I don’t purport to understand fully the death and particularly the resurrection of Jesus. I know all the biblical theories and the theological explanations and I have my own theories on how to meld the biblical stories with modern scientific understandings. But I don’t really get too excited about all this.
At the recent Hayward Lectures sponsored by Acadia Divinity College the special guest speaker was slated to give a lecture defending the penal substitutionary theory of the atonement against recent well publicized attacks. I didn’t attend mainly because for me it doesn’t really matter. For me, the most important thing is not any theological explanation, not any doctrinal position. The important thing, I my view, is that Christ’s death and resurrection is an assertion, a flesh and blood statement, if you will, that at the heart of life lies self giving love and that love when given out pure motive is stronger than evil and more powerful even than death.
I love C. S. Lewis’s depiction of this in his children’s book The Lion, the Witch and the Wardrobe.” In this charming book, Jesus is depicted as a great lion named Aslan. Aslan comes back to free the Narnians from the spell of the Wicked Witch who has decreed that it will always be winter and never Christmas. Aided by sons of Adam, Peter and Edmund and two daughters of Eve, Lucy and Susan, Aslan and the talking animals of Narnia are winning when the Witch reminds Aslan that Edmund is a traitor and the magic decrees that a traitor must die. Aslan offers his life in exchange for Edmund’s and the Wicked Witch quickly agrees, reasoning that with Aslan gone she can easily defeat her foes.
Aslan makes the exchange and he is taken into captivity. Just like in the biblical story, he is mocked and beaten and only the women, the two girls, Lucy and Susan dare follow, to watch and to weep. As they sit by the dead body of Aslan, their hope destroyed, suddenly color comes back onto Aslan’s body and he springs to life. Amazed, the girls asked what happened and Aslan explains that while the Wicked Witch was right about the penalty of death in the old magic for a traitor there was a deeper magic she was unaware of and that was that when an innocent person out of love gave his life for another then death itself would begin to work backward. With that Aslan invites the girls to climb on his back and then lets out a mighty roar which the Wicked Witch hears and she know that moment she hears that sound that her reign is ended and her reign is limited.
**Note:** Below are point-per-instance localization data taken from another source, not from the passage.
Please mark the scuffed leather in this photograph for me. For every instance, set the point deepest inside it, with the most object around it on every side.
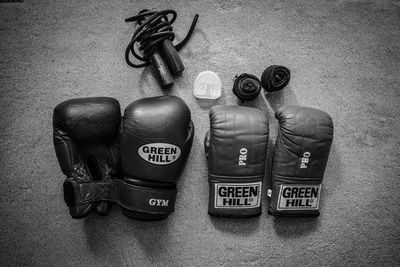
(301, 129)
(164, 119)
(85, 134)
(233, 128)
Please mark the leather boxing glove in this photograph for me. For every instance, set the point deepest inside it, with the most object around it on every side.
(156, 139)
(300, 157)
(85, 139)
(236, 148)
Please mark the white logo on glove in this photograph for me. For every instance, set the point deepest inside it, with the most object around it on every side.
(242, 157)
(159, 153)
(158, 202)
(304, 160)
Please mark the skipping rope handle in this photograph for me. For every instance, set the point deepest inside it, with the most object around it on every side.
(155, 37)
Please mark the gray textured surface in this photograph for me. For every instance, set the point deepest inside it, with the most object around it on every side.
(344, 58)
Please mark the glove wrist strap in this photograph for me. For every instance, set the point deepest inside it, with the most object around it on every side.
(131, 197)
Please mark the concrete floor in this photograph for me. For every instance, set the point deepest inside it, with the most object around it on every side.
(344, 58)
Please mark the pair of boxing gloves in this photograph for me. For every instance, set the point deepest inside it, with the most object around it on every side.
(136, 160)
(236, 149)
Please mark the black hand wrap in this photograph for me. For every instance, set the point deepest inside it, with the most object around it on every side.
(246, 87)
(275, 78)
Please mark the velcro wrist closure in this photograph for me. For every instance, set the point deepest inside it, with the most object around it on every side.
(235, 199)
(146, 199)
(76, 194)
(295, 199)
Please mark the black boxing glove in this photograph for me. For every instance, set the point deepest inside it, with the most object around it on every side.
(156, 139)
(300, 157)
(85, 139)
(236, 148)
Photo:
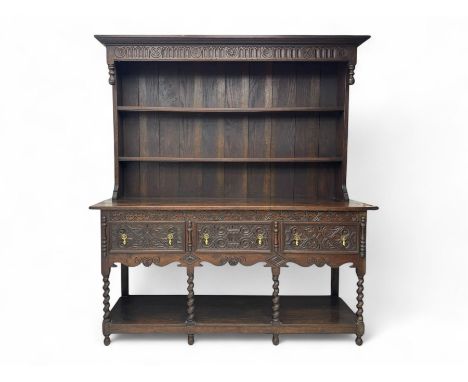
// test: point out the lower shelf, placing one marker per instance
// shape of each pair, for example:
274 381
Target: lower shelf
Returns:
231 314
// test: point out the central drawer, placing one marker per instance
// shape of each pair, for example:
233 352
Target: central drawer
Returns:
319 237
156 236
235 236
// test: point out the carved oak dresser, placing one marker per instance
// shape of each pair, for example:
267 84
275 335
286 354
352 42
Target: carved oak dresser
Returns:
231 150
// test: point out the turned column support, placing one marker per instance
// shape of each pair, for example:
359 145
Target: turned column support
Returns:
360 328
276 302
190 303
124 280
335 282
361 271
106 309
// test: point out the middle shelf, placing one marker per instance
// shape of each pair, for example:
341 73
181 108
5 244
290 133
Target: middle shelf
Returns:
232 160
175 109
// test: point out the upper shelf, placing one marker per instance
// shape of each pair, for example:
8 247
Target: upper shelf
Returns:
162 109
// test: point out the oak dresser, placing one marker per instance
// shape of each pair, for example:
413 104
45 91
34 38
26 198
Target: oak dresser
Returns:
231 150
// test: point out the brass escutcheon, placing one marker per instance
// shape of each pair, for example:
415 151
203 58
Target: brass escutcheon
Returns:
344 240
123 237
296 238
170 237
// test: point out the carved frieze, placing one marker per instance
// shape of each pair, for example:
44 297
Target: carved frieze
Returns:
230 215
231 52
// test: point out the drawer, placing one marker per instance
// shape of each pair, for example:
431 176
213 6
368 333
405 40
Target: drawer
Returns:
157 236
319 237
236 236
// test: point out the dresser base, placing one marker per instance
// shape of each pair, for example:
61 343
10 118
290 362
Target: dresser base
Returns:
231 314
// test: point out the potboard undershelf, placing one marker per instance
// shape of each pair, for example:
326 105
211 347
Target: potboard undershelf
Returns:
233 160
231 314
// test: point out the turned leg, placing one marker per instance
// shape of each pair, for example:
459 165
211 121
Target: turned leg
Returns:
359 311
190 303
335 282
106 318
124 279
275 299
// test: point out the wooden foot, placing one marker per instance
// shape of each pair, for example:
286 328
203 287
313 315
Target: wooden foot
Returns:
275 297
191 339
107 340
190 296
275 339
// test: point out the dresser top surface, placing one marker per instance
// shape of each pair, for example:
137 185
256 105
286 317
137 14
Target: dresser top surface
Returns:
354 40
229 204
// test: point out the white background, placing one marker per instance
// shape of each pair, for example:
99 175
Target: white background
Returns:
407 154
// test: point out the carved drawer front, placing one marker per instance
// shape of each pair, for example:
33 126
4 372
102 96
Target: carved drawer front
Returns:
315 237
235 236
157 236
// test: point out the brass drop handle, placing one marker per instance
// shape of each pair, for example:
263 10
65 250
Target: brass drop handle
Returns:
260 238
170 237
123 238
296 239
344 240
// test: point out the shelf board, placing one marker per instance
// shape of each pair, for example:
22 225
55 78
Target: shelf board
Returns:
232 160
163 109
231 314
215 204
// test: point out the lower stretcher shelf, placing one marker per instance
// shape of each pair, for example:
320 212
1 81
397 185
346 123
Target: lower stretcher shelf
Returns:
231 314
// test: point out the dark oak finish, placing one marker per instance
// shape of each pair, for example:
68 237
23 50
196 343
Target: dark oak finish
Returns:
231 150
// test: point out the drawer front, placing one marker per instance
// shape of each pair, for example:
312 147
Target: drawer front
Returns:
235 236
315 237
157 236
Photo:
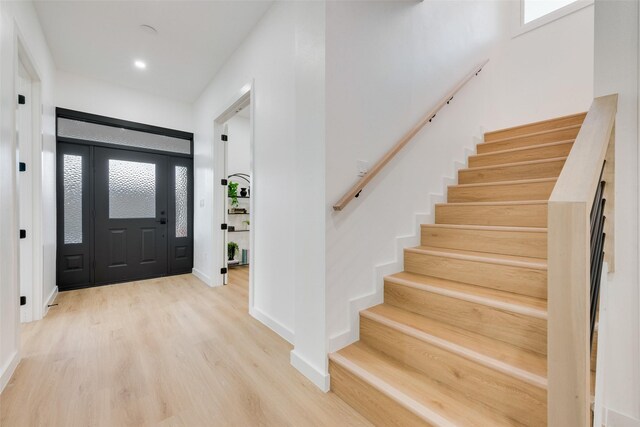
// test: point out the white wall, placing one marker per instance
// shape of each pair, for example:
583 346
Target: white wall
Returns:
89 95
18 19
238 151
284 58
388 63
617 43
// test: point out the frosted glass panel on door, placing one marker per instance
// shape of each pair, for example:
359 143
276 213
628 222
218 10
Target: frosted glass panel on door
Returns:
72 198
132 189
182 207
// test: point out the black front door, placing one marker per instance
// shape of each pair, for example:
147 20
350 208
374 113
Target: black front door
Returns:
131 215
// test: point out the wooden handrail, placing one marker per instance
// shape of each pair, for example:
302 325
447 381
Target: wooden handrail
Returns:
569 253
380 164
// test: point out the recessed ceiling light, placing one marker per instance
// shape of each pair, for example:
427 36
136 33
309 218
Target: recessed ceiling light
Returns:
148 29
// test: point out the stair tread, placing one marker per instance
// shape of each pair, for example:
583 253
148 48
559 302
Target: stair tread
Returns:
546 122
524 364
496 183
487 227
435 403
528 147
509 301
506 165
501 203
528 262
528 135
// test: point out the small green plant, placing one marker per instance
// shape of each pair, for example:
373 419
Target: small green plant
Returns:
233 193
232 247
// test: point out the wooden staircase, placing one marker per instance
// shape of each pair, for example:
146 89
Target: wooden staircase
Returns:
461 338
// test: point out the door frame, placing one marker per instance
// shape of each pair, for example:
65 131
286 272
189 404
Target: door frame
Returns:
244 96
34 165
119 123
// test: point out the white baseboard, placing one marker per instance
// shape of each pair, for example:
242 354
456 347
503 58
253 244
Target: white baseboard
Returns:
203 277
616 419
352 333
317 377
272 324
50 299
8 369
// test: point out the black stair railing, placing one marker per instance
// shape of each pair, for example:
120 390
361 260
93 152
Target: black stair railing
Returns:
597 250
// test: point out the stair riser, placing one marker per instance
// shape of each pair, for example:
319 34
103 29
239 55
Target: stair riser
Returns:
527 141
529 215
518 243
524 331
516 279
369 401
550 169
501 192
533 153
561 122
512 397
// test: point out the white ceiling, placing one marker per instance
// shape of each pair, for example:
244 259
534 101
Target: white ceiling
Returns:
101 39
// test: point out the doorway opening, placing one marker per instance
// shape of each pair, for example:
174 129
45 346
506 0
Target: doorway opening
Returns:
125 201
238 197
29 153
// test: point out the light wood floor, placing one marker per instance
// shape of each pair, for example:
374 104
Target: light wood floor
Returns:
162 352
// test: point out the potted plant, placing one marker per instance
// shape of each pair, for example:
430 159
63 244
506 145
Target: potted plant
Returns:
233 193
232 247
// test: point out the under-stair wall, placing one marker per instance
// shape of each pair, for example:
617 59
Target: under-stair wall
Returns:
390 69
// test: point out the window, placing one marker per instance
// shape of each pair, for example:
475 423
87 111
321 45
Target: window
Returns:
536 13
132 189
72 198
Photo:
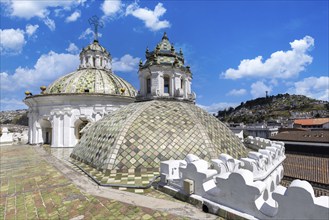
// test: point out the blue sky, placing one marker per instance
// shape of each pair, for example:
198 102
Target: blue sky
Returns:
237 50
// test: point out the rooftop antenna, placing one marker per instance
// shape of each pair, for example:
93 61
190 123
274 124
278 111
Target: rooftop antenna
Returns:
94 21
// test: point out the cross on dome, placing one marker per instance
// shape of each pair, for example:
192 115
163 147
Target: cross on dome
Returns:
94 21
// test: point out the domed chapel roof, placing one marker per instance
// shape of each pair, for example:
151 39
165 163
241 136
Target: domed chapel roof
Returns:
93 76
142 134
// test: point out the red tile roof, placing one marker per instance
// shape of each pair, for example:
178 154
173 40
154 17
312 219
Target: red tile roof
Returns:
312 121
318 136
310 168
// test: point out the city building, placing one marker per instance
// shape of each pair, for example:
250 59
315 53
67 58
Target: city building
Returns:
312 123
163 124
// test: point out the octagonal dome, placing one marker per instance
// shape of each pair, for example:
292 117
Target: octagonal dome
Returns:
142 134
95 46
91 80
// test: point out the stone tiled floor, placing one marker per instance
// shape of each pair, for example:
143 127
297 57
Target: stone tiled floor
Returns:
33 189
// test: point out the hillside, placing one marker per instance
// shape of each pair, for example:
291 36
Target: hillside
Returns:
18 117
281 106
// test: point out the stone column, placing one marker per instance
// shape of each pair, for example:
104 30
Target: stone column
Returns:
68 131
57 134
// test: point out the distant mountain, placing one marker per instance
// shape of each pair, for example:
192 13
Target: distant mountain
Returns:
18 117
281 106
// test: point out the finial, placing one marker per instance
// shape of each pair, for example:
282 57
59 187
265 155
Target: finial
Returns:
157 48
27 93
180 51
176 62
165 36
188 69
94 21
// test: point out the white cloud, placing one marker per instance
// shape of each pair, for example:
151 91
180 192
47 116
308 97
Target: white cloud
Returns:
31 29
237 92
73 17
50 23
12 41
11 104
149 17
314 87
258 89
215 107
281 64
28 9
72 48
48 68
126 63
111 7
89 34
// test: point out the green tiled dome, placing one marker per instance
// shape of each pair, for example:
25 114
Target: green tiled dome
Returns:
142 134
91 80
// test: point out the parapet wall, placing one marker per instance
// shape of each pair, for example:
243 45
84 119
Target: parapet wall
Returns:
250 186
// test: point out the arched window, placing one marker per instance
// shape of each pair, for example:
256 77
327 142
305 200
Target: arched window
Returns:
166 83
148 85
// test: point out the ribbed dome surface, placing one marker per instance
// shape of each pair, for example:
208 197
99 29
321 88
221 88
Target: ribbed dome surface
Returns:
142 134
91 80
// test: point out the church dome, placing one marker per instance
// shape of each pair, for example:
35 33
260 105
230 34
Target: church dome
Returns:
142 134
94 75
95 46
91 80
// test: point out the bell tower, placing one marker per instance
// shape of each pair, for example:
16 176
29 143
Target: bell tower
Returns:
163 75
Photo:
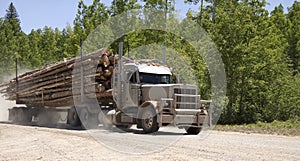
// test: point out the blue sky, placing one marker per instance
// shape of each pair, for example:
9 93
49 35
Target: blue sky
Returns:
36 14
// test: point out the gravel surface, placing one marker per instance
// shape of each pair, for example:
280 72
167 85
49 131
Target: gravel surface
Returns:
40 143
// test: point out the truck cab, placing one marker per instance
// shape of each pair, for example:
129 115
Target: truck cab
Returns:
148 97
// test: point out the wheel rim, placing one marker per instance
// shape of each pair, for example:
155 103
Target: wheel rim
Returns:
148 121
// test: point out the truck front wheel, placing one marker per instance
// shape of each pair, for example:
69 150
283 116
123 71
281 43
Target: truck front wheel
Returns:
193 130
148 120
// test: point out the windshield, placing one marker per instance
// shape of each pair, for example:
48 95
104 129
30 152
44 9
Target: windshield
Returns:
155 78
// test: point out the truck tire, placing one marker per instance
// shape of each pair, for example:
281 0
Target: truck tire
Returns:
73 118
193 130
123 127
148 120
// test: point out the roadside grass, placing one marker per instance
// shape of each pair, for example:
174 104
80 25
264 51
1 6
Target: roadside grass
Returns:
288 128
There is, I believe, at the heart of life, a deeper magic, the magic of self-giving love. As the hymn writer, Frederic Lehman put it, “the love of God is greater far than tongue or pen can ever tell, it goes beyond the highest star and reaches to the deepest hell.”
When we deepen our faith and reflect on this love, it is then that thanksgiving grows deep inside for it is then that we realize that while there is much pain and suffering in this life, that while death still troubles and wounds, beyond it all and underneath it all and above it all is the power of God’s magnificent love and we are all quite safe.
As the celebrated British writer G. K Chesterton once put it, and with this words I will close, “I would maintain that thanks are the highest form of thought, and that gratitude is happiness doubled by wonder.”